No word on how much the South African government pays the Castro regime for each of these students, or on how much moola they stand to lose when these despicably greedy students are kicked off the island.
South African medical students in Cuba may be deported
by Bekezela Phakathi 26 Feb (Business Daily)
THE government was unable to meet the demands of South African medical students in Cuba who embarked on an illegal strike earlier this month, and a process of deportation would start "if indeed we cannot meet one another", the Department of Higher Education and Training said on Tuesday.

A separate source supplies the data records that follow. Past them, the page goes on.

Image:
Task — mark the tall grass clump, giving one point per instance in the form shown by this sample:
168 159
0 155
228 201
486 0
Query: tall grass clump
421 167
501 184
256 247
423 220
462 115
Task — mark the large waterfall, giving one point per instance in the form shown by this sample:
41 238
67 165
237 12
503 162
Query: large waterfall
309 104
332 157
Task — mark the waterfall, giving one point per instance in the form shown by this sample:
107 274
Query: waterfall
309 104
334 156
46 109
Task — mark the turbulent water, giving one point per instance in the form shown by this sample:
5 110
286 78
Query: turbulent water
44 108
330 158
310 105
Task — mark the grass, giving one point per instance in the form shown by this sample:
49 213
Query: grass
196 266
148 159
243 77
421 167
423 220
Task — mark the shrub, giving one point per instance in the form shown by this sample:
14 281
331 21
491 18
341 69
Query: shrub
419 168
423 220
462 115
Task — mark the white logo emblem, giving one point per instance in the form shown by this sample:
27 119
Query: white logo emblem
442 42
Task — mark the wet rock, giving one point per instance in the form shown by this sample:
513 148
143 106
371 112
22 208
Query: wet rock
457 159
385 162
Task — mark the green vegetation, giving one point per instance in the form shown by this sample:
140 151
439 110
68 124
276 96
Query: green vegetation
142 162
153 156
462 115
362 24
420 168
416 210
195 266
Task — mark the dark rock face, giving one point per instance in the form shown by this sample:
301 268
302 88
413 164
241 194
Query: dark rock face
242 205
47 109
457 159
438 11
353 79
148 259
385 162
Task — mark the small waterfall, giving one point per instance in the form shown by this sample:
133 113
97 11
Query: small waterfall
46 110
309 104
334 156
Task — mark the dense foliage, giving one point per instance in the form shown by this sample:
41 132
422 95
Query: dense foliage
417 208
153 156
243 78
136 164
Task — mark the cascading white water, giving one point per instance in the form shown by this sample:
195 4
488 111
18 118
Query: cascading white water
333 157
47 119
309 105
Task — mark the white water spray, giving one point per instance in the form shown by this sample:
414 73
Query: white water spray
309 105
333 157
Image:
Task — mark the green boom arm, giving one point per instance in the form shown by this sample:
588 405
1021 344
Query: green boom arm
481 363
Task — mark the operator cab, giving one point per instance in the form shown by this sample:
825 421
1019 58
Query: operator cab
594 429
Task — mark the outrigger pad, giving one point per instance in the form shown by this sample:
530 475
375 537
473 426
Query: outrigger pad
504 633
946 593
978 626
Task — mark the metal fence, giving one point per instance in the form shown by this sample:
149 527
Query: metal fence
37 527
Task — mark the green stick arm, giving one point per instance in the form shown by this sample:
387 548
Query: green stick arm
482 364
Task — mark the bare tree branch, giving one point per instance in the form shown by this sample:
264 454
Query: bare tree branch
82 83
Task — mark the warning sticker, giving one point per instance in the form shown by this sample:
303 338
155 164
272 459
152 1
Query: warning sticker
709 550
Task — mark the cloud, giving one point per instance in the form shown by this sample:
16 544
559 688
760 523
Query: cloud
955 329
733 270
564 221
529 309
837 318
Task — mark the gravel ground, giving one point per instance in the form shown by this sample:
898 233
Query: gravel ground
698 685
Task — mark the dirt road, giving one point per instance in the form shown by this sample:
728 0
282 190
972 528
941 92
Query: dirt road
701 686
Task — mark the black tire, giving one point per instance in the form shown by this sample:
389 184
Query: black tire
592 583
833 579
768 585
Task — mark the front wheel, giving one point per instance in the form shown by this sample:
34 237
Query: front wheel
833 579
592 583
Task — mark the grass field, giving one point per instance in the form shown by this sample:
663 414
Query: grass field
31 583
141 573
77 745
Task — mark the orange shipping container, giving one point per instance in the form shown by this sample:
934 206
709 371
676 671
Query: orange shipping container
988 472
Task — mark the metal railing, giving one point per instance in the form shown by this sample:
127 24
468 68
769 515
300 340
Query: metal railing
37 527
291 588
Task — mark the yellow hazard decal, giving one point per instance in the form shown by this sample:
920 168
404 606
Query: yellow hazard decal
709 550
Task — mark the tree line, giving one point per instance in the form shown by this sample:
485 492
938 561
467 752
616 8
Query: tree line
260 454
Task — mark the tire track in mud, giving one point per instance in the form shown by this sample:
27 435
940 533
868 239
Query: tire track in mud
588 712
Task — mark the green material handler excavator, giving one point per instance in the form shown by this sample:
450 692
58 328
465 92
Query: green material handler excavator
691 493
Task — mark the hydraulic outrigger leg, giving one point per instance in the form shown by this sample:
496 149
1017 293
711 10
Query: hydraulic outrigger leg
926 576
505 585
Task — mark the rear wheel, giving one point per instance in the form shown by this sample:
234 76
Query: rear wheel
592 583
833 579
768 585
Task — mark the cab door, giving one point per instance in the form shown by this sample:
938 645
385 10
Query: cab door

Earlier this month, 187 of the 1,200 South African students studying medicine in Cuba went on strike demanding that their monthly stipend of $200 be increased more than 300%. The students also demanded that a health attaché be sent to Cuba, and that they no longer be served any meals that contain pork.
Speaking during a media briefing in Parliament on Tuesday, Higher Education and Training Deputy Minister Mduduzi Manana said the government could not meet the students’ demands, and officials had been assigned to work closely with the health department and the embassy on the issue.
"The reality is that we will not meet the demands of the students ... we will arrange with the embassy to begin a process of deportation if indeed we cannot meet one another," Mr Manana said.
The 1,200 medical students studying in Cuba are provided with full tuition, board and Spanish lessons paid for by the various provincial health departments.
Last week, Health Minister Aaron Motsoaledi wrote to the students telling them the government would not meet their "outrageous and unreasonable demand of $700 per month".
Health department spokesman Joe Maila last week said: "The minister has stated this point unambiguously and emphasises that at no stage will such a demand ever be entertained."
Mr Maila said the students started their strike on February 7 when they first raised the issues of the stipend, health attaché and their refusal to eat the pork provided on campus.
"In dealing with this matter, the department suspected there might also be problems of cultural differences, adaptability and perhaps psychosocial changes, which make it difficult for them to cope with their studies," he said.